第6話 それぞれの思い


「“猫”に会ったぁ!?」

「魁、うるさい……」

「あ。わり」


 翌日の昼休み。

 教室で昼食を摂りながら、都季は昨夜の話をした。

 登校途中でも良かったのだが、様々な人とすれ違う場所より、生徒しかおらず、尚且つ賑わっていて会話が紛れるような場所のほうがいいだろうと判断しての結果だ。

 驚きから机を叩いて立ち上がった魁を、彼から見て右斜め前にいた琴音が軽く注意した。

 琴音の正面にいる悠は、あっさりした様子で「それで、どうなったんですか?」と続きを促す。


「局を離れてから、外から局の在り方を見ていたとか、あと、前任の午の……紗智さんって人のこともちょっとだけ聞いた」

「「「!」」」


 局の地下で朝陽が名前を出したときも、十二生肖達の表情は強張っていた。まるで、その名前がタブーのように。

 琴音が悲しげに視線を落とし、悠が感情の読めない表情になる中、魁は恐る恐る訊ねる。


「どう、聞いた?」

「暴走してた依人や幻妖を抑える作戦で非常事態が起こって、それで……」

「亡くなりましたね」


 出しづらい単語を、悠はさらりと述べた。

 当時がフラッシュバックした琴音は、下唇を噛みしめて膝の上で両手を強く握った。俯いてしまって表情は見えないが、僅かに震える肩は泣くのを堪えているようだ。
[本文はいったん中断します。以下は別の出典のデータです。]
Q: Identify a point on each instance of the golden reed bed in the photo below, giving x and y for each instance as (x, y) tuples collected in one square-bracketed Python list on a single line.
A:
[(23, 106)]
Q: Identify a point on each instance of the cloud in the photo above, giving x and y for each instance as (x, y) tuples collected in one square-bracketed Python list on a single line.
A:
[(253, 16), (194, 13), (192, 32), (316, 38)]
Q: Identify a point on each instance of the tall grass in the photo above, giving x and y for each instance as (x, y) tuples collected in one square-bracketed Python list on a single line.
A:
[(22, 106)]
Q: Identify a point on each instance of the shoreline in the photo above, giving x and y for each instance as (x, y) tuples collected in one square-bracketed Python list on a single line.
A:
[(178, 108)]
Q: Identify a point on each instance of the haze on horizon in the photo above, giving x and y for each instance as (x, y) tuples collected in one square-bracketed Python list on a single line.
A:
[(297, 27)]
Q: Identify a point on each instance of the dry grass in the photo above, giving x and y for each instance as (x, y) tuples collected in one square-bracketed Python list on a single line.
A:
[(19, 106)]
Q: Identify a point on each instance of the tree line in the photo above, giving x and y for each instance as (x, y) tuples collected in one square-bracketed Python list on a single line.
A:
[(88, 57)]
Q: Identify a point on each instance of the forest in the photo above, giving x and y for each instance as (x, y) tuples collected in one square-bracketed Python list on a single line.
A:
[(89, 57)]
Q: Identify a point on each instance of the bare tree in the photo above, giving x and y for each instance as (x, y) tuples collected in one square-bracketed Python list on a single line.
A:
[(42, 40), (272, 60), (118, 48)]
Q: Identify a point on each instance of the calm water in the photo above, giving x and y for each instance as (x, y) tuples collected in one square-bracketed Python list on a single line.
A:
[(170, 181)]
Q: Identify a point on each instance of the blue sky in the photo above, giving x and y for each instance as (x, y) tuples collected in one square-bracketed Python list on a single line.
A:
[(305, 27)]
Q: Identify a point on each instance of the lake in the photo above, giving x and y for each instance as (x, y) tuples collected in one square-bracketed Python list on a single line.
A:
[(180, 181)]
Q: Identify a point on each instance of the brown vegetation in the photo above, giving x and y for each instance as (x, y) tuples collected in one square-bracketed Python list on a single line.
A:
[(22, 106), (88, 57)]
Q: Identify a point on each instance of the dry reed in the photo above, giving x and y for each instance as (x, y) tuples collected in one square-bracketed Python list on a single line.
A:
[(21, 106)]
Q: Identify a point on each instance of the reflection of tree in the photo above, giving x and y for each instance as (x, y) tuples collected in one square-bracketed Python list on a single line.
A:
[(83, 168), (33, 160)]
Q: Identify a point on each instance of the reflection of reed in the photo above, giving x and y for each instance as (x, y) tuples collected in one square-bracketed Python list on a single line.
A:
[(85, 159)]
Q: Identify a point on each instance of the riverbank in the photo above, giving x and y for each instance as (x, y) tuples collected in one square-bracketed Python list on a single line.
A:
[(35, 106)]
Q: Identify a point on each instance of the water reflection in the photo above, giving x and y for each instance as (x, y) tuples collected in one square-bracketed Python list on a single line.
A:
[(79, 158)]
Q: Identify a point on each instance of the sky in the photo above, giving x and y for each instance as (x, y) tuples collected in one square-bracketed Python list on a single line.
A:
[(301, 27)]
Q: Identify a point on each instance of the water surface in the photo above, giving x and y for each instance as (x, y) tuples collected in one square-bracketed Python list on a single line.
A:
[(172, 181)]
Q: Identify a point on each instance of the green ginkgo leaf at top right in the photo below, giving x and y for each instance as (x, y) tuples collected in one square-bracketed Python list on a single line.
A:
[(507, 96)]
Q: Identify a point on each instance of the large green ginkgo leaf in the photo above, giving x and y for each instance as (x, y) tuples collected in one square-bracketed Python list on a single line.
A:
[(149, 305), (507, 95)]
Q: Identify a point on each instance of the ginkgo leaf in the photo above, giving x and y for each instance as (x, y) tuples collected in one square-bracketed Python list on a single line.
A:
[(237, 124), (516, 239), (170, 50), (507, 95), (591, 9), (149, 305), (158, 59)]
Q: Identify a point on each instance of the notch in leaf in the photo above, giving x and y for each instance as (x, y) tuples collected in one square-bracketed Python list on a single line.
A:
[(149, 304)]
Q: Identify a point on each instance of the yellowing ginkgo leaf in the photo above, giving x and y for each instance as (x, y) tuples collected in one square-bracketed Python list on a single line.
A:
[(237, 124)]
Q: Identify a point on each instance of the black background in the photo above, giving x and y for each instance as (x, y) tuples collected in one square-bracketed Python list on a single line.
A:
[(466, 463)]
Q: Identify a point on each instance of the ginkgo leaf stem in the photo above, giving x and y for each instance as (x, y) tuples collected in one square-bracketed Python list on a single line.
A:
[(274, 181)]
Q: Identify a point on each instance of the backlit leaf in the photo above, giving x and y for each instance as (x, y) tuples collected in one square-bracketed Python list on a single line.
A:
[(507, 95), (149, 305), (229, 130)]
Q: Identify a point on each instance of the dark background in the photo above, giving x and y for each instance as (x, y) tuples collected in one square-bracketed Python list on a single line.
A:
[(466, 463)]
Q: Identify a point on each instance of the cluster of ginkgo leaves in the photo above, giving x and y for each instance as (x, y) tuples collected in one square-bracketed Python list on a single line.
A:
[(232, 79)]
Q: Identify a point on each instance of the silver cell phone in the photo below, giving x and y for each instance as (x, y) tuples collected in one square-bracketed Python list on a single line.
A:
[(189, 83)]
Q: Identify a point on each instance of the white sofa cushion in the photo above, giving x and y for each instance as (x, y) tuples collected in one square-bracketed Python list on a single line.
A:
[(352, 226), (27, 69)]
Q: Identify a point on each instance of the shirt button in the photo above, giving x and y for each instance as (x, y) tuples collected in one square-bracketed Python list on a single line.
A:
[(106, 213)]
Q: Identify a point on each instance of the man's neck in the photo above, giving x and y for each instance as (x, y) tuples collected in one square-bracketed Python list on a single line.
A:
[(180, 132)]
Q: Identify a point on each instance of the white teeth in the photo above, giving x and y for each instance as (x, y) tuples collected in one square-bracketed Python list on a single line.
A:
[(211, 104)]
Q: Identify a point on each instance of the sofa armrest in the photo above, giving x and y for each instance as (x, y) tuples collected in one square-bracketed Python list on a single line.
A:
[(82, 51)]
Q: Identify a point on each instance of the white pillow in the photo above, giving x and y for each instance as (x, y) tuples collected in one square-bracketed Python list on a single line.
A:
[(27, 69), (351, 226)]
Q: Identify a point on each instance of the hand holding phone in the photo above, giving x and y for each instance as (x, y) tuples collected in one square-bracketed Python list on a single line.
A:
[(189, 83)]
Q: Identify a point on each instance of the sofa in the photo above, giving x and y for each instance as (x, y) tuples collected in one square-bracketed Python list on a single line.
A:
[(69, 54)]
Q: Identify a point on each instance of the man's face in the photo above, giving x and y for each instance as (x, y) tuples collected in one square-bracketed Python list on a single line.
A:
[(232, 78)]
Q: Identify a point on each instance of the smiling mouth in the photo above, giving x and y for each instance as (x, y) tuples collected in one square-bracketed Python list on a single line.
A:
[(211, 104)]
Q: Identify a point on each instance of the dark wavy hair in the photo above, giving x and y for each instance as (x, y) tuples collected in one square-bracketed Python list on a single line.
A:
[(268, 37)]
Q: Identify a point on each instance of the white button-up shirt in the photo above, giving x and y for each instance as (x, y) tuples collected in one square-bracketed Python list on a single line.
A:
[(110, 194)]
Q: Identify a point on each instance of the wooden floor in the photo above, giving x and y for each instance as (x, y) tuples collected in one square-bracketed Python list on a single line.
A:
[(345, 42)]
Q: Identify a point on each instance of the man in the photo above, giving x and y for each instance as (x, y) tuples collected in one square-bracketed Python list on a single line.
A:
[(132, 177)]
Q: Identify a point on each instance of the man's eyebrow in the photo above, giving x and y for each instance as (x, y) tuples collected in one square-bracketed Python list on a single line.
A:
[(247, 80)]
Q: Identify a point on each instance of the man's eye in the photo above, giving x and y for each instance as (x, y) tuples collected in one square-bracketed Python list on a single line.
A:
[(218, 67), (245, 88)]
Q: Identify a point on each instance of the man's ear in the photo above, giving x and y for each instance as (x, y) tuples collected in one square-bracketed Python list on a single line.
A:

「能力が発動できなかったのは、つっきーが制限していたんじゃないかって……でも、つっきーは相手に能力を打ち消す人がいたからできなかったって」

「月神の言うとおりです。紗智姉は能力を発動しようとしていました。でも、相手が悪かったんです」

「だから、俺達も救出に手こずったんだ」

「やっぱり……」


 局が紗智を見捨てたわけではないと知り、都季は安堵の息を吐く。同時に、なぜ一夜は納得がいっていなかったのか、と疑問に思った。
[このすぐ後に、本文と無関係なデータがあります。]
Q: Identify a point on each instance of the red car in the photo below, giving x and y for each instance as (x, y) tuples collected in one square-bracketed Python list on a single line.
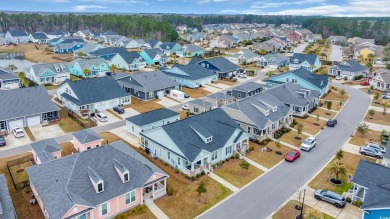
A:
[(292, 155)]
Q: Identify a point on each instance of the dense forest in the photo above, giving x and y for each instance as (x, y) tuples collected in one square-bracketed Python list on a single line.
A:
[(161, 26)]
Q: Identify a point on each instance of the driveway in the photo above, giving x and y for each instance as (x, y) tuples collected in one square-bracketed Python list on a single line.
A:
[(265, 195), (336, 54)]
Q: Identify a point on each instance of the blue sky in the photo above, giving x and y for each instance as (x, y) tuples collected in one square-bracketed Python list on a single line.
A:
[(280, 7)]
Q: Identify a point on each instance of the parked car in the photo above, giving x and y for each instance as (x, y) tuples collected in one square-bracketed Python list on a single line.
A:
[(376, 147), (367, 151), (185, 107), (119, 109), (331, 123), (292, 155), (101, 117), (335, 199), (2, 141), (18, 132)]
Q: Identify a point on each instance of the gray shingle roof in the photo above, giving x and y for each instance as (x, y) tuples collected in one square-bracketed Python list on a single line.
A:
[(152, 116), (376, 178), (64, 182), (94, 90), (7, 210), (301, 57), (45, 148), (86, 136), (147, 81), (25, 102)]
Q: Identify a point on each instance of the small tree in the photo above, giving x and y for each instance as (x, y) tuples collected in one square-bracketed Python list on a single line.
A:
[(371, 113), (201, 189)]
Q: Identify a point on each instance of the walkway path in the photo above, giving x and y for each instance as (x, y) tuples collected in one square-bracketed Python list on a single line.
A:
[(156, 210), (223, 182)]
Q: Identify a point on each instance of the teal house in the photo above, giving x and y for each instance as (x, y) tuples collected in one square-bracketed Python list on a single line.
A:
[(95, 68)]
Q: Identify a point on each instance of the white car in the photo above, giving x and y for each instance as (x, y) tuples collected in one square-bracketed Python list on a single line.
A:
[(308, 144), (185, 107), (18, 132), (101, 117)]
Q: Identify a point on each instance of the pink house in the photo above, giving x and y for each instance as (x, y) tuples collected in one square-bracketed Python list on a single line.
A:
[(86, 139), (46, 150), (97, 183)]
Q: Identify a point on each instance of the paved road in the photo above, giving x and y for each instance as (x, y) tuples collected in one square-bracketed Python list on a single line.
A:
[(261, 198), (336, 54)]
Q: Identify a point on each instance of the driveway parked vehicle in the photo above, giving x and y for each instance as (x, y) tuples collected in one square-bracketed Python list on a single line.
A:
[(101, 117), (2, 141), (292, 155), (367, 151), (119, 109), (308, 144), (331, 123), (335, 199), (18, 132)]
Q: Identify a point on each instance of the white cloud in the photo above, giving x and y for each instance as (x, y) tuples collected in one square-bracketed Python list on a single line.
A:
[(86, 7)]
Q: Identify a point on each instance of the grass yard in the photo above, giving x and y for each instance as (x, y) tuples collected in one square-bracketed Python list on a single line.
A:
[(288, 211), (361, 140), (232, 172), (22, 207), (143, 107), (351, 161), (290, 138), (324, 113), (308, 124), (67, 149), (334, 95), (196, 93), (378, 118), (267, 159)]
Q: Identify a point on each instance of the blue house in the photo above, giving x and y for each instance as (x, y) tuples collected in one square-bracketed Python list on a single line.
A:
[(192, 76), (371, 186), (304, 78)]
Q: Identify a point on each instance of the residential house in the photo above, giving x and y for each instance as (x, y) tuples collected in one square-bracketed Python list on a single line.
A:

 月神が何かを視せたことで一夜は帰ったが、それも何を視せたのかは聞いていない。

 この場で訊いてもいいものだろうか、と琴音の様子を見て迷っていると、それは月神のほうから明かされた。


「争いの中で消えた証拠など、当てにはならん。特に、紗智と親しかったあやつは、彼女があっさりとやられたことに納得がいかんのだろうな。故に、彼女の宝月から得た当時を視せた」

「それ、出て行く前に視せられなかったのか?」


 一夜が局を出たのが月神に伝えられていなかったとはいえ、視せるタイミングはあったはずだ。

 だが、月神は渋面を作ると首を左右に振った。


「当時のあやつの精神面を慮って視せておらんのだ。下手をすれば、より悪い事態を招きかねんからのぅ」

「報告を信じていてくれたら、一夜さんは今でも頼もしいお仲間ですよ。僕は嫌いですけどね」

「はっきり言ったな」


 どうりで淡白なわけだ、と合点がいく。

 嫌いというだけで十二生肖のトップが遠ざけてもいけないだろうが、今までこれでうまくやってこられたのだから驚きだ。最も、魁と煉も顔を合わせれば喧嘩をするような仲なので、今さらではある。


「今まで、一夜さんやその前の猫と喧嘩しなかったのか?」

「あんまりないな。猫は俺ら血統組と違って転生組なんだ。だから、どこに生まれるかも分からない上に、いないときだってある。だから、見つけたときには丁寧に扱うんだよ。ある意味、俺らよりも」


 俺らよりも、というのは、恐らく一夜の言っていた「危険なこと」に対するものだ。

 紗智の件も外されていたということから、扱いの違いを察することはできる。

 裏支が稀少なのは分かったが、都季は魁が言った「いないときがある」という発言に首を傾げた。


「補佐なのに、いないときがあっていいんだ?」

「裏支は猫以外にもいくつか役がいるんですよ。裏支の各役に穴はあっても、裏支自体に穴が空くことはありませんでした」

「そうなんだ」

「あと、僕らの補佐だけでなく、月神から密命を受けて内偵に入ることもありますよね」

「左様。最も、裏支が丁重に扱われるのは、唯一、十二生肖を見張れる立場だからでもある」


 昨夜は裏支や猫についてあまり聞けなかったが、そんな役目を背負っているとは思わなかった。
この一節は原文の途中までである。